Но тут мне пришлось совершенно разочароваться. В словесных разговорах мой ученик был человек как человек: и спрашивал, и отвечал осмысленно. Но как только доходило до чтения, в какой бы форме ни предлагалось оно — в виде сказки или проповеди, — им сейчас же овладевала непреодолимая зевота или страшная рассеянность.
Каждую отдельную фразу или две, как я очень хорошо замечал, перемежая свое чтение словесными комментариями, он понимал совершенно отчетливо, но общая связь их друг с другом совершенно была недоступна для его головы: одна идея выталкивала другую из узкого горизонта его мышления, как в микроскопе рассматривание одной части водяной капли неизбежно влечет за собою удаление с поля зрения остальных частей, так что потом их уже трудно снова разыскать и сопоставить с другими. Сколько ни передвигай пластинку, никогда не получишь сразу всего целого...
Такую же самую черту абсолютной неспособности охватывать соотношения между различными, связанными друг с другом идеями приходилось мне встречать и в головах остальных людей, не развитых предварительным обучением.
Однажды мне пришлось читать этому простому человеку замечательно трогательное место в прокламации: «Чтой-то братцы...» Я сам очень увлекся и был взволнован. Взглянув на моего слушателя, чтобы узнать произведенное впечатление, я вдруг с радостью заметил, что на лице его выражается какая-то особенная озабоченность и как бы желание задать мне вопрос по поводу прочитанного... Это при чтении книг тогдашним крестьянам была для меня такая редкость, что я весь просиял от удовольствия.
— Что такое? — спросил я, прервав чтение.

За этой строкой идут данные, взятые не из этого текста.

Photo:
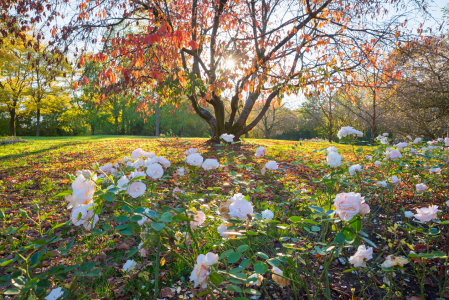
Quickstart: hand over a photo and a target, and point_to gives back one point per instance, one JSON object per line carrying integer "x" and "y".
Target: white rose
{"x": 155, "y": 171}
{"x": 200, "y": 272}
{"x": 136, "y": 189}
{"x": 122, "y": 183}
{"x": 138, "y": 163}
{"x": 194, "y": 160}
{"x": 427, "y": 214}
{"x": 55, "y": 294}
{"x": 331, "y": 149}
{"x": 382, "y": 183}
{"x": 107, "y": 168}
{"x": 180, "y": 171}
{"x": 210, "y": 164}
{"x": 394, "y": 154}
{"x": 83, "y": 188}
{"x": 164, "y": 162}
{"x": 238, "y": 196}
{"x": 267, "y": 214}
{"x": 73, "y": 201}
{"x": 417, "y": 140}
{"x": 395, "y": 180}
{"x": 211, "y": 259}
{"x": 334, "y": 159}
{"x": 136, "y": 153}
{"x": 260, "y": 152}
{"x": 271, "y": 165}
{"x": 354, "y": 168}
{"x": 421, "y": 187}
{"x": 82, "y": 215}
{"x": 227, "y": 137}
{"x": 240, "y": 209}
{"x": 148, "y": 154}
{"x": 136, "y": 174}
{"x": 361, "y": 256}
{"x": 199, "y": 218}
{"x": 191, "y": 151}
{"x": 408, "y": 214}
{"x": 144, "y": 218}
{"x": 129, "y": 265}
{"x": 402, "y": 145}
{"x": 435, "y": 170}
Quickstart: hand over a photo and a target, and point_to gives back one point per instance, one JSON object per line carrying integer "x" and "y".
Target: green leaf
{"x": 316, "y": 208}
{"x": 215, "y": 278}
{"x": 6, "y": 262}
{"x": 349, "y": 235}
{"x": 157, "y": 226}
{"x": 226, "y": 254}
{"x": 183, "y": 217}
{"x": 252, "y": 292}
{"x": 11, "y": 291}
{"x": 121, "y": 219}
{"x": 245, "y": 263}
{"x": 234, "y": 257}
{"x": 136, "y": 218}
{"x": 369, "y": 242}
{"x": 234, "y": 288}
{"x": 64, "y": 193}
{"x": 127, "y": 208}
{"x": 262, "y": 255}
{"x": 356, "y": 224}
{"x": 242, "y": 248}
{"x": 166, "y": 217}
{"x": 274, "y": 262}
{"x": 260, "y": 267}
{"x": 339, "y": 239}
{"x": 94, "y": 273}
{"x": 204, "y": 293}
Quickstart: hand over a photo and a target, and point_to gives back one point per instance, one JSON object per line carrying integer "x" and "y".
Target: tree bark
{"x": 157, "y": 115}
{"x": 329, "y": 136}
{"x": 373, "y": 124}
{"x": 38, "y": 120}
{"x": 12, "y": 121}
{"x": 122, "y": 130}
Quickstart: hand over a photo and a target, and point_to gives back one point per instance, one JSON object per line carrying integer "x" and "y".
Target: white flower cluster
{"x": 348, "y": 130}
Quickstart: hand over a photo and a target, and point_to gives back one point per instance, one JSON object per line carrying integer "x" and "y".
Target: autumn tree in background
{"x": 276, "y": 120}
{"x": 364, "y": 96}
{"x": 48, "y": 84}
{"x": 419, "y": 96}
{"x": 203, "y": 50}
{"x": 326, "y": 110}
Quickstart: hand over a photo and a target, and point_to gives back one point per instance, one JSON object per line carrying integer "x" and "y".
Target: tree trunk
{"x": 122, "y": 131}
{"x": 329, "y": 135}
{"x": 116, "y": 124}
{"x": 373, "y": 124}
{"x": 158, "y": 104}
{"x": 12, "y": 121}
{"x": 38, "y": 120}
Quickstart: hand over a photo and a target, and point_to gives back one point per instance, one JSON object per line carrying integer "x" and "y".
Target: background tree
{"x": 419, "y": 95}
{"x": 246, "y": 49}
{"x": 15, "y": 69}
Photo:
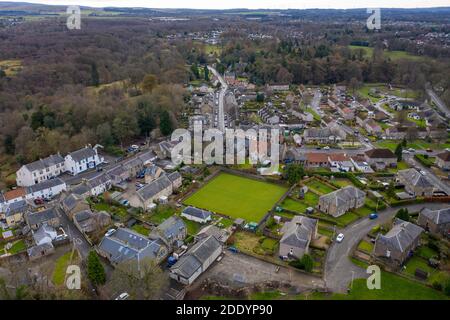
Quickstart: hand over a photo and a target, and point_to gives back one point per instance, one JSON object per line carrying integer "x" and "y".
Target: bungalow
{"x": 415, "y": 183}
{"x": 297, "y": 235}
{"x": 37, "y": 219}
{"x": 395, "y": 247}
{"x": 197, "y": 215}
{"x": 87, "y": 221}
{"x": 161, "y": 187}
{"x": 443, "y": 160}
{"x": 379, "y": 159}
{"x": 46, "y": 189}
{"x": 436, "y": 222}
{"x": 40, "y": 170}
{"x": 340, "y": 201}
{"x": 125, "y": 245}
{"x": 82, "y": 160}
{"x": 196, "y": 260}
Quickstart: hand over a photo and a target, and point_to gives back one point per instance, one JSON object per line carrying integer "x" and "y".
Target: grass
{"x": 365, "y": 246}
{"x": 237, "y": 197}
{"x": 319, "y": 187}
{"x": 59, "y": 273}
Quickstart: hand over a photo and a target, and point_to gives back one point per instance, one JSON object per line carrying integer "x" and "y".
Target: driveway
{"x": 339, "y": 269}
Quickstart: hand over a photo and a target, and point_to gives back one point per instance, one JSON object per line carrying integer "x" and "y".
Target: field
{"x": 237, "y": 197}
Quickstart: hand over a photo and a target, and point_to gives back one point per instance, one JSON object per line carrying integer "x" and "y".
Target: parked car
{"x": 340, "y": 237}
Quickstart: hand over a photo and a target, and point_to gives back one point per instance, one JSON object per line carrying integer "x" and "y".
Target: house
{"x": 415, "y": 183}
{"x": 338, "y": 202}
{"x": 72, "y": 204}
{"x": 125, "y": 245}
{"x": 317, "y": 160}
{"x": 443, "y": 160}
{"x": 14, "y": 212}
{"x": 197, "y": 215}
{"x": 82, "y": 160}
{"x": 37, "y": 219}
{"x": 87, "y": 221}
{"x": 40, "y": 170}
{"x": 297, "y": 235}
{"x": 379, "y": 159}
{"x": 436, "y": 222}
{"x": 176, "y": 179}
{"x": 172, "y": 231}
{"x": 161, "y": 187}
{"x": 46, "y": 189}
{"x": 196, "y": 260}
{"x": 395, "y": 247}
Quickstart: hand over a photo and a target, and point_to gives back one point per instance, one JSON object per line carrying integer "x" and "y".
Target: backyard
{"x": 237, "y": 197}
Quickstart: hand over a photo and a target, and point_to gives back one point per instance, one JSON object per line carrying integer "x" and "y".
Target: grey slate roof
{"x": 298, "y": 231}
{"x": 441, "y": 216}
{"x": 414, "y": 178}
{"x": 154, "y": 188}
{"x": 47, "y": 184}
{"x": 41, "y": 164}
{"x": 82, "y": 154}
{"x": 41, "y": 217}
{"x": 401, "y": 236}
{"x": 196, "y": 212}
{"x": 196, "y": 257}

— Какие у тебя хорошие сапоги, — сказал он, указывая на расшитые красными и синими шнурами голенища на моих ногах, — чай, дорого дал?
Этот неожиданный вопрос так меня огорчил и сразу открыл глаза на бесполезность систематического чтения совершенно безграмотному человеку, что я более не повторял своих попыток и ограничивался устными разговорами. И, однако, этот человек, как оказалось потом, очень привязался ко мне и готов был для меня на многое.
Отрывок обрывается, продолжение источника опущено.